1-13 精霊

 放課を知らせるチャイムが鳴った。いつもの聞き慣れたそれとは異なる音を聞いて、長かった一日が終了したのだと実感する。意味不明な授業や好奇心旺盛な同級生たちの質問から解放された日々也がぐったりと椅子にもたれかかっていると、不意に横合いから声をかけられた。


「アハハ、だいぶお疲れみたいだね。どうだった? はじめての授業の感想は?」


 視線を声のした方に向けると、大きな帽子をかぶった少年が立っていた。確かカミルとか言う名前だったかな? と、朝方聞いた名前をなんとか思い出す。さっきまで寝不足で死にそうな顔をしていたが、授業中の居眠りが功を奏したのか今は柔和な笑みを浮かべている。


「どうって聞かれても、言ってることがさっぱりだったから何ともな。……それより何だそれ?」


 そう言ってカミルの頭のちょっと上辺りを指さす。もちろん日々也が尋ねているのは帽子のことではなく、さらにその上。

 『カミルの帽子の上にちょこんと座っている小さい何か』についてだった。


「あれ? まだ紹介してなかったっけ? ほら、二人とも挨拶して」


 カミルが降りてくるように手の動きで伝えると、その『何か』たちは緩やかな動作で少年の頭から飛び降り、その胸の高さまで下降してきた。


「…ロナよ」


「私はルナだよ~。よろしくね~」


 片方はぶっきらぼうに、もう片方はおっとりと自己紹介をする。そんな一応は生き物らしいが傍目には小さめの人形か何かと見間違えてしまいそうな二人は何もかもが対照的だった。
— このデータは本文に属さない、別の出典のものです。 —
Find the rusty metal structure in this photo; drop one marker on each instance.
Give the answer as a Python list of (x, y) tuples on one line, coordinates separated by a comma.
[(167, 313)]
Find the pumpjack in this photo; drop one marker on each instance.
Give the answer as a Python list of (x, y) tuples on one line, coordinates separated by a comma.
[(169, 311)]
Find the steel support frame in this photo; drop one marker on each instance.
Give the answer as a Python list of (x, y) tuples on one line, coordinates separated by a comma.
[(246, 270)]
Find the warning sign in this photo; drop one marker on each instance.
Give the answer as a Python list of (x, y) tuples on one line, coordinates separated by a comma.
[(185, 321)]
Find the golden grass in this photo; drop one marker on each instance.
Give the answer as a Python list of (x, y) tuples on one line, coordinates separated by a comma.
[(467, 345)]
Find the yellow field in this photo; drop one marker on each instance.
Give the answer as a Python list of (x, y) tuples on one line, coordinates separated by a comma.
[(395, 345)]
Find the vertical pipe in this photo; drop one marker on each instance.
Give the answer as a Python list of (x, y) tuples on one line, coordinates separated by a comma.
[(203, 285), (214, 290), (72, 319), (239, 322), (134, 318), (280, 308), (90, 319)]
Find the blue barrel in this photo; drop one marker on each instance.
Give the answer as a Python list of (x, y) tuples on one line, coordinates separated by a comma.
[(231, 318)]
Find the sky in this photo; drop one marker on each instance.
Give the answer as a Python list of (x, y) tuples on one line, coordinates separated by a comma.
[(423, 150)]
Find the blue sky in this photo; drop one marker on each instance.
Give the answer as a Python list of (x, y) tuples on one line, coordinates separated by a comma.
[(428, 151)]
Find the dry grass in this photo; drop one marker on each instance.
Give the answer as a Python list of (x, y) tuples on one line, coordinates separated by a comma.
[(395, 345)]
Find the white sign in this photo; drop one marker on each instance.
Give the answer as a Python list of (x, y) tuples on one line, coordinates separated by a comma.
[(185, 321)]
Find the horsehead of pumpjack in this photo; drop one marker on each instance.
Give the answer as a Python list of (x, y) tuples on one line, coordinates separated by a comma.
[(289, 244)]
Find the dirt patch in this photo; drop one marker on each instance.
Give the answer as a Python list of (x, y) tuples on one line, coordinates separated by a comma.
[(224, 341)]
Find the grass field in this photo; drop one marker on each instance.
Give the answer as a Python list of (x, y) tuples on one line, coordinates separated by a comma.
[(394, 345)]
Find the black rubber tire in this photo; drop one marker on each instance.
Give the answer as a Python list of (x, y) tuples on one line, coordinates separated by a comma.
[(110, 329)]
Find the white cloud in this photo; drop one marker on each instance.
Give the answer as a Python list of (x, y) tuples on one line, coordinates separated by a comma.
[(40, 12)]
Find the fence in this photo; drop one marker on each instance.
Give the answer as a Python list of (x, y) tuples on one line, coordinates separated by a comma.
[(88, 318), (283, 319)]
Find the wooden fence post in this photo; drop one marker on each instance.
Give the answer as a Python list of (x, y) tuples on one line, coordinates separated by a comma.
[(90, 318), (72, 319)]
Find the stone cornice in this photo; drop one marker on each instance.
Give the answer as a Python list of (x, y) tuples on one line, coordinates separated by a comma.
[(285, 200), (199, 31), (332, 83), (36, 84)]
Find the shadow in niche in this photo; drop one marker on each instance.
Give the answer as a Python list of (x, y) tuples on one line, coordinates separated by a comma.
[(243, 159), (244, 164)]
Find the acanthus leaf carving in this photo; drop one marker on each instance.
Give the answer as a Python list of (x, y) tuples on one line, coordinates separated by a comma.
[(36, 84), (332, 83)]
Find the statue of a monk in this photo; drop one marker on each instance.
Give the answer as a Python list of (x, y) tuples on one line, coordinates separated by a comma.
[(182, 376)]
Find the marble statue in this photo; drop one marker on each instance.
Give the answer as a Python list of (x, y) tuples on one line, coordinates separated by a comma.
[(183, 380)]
 ロナと名乗った方は勝ち気そうな黄金色の目をしていて、着ているものは真紅のドレス。自分の身長ほどもある燃えるような真っ赤な髪はくせっ毛なのか所々飛び跳ねており、毛先にいくほど黄色くなっている。

 それに対してルナは常に眠そうな青い目をしていて、明るめの紺色をしたドレスを着込んでいた。自身の背丈くらいにまで伸ばしたストレートの藍色をした髪はまばらに光を反射してキラキラと輝いている。

 性格も見た目も全く違うロナとルナの頭を指先で撫でながらカミルはあまり明確な答えを得られていない日々也の疑問を解消するため、二人の代わりに説明を始めた。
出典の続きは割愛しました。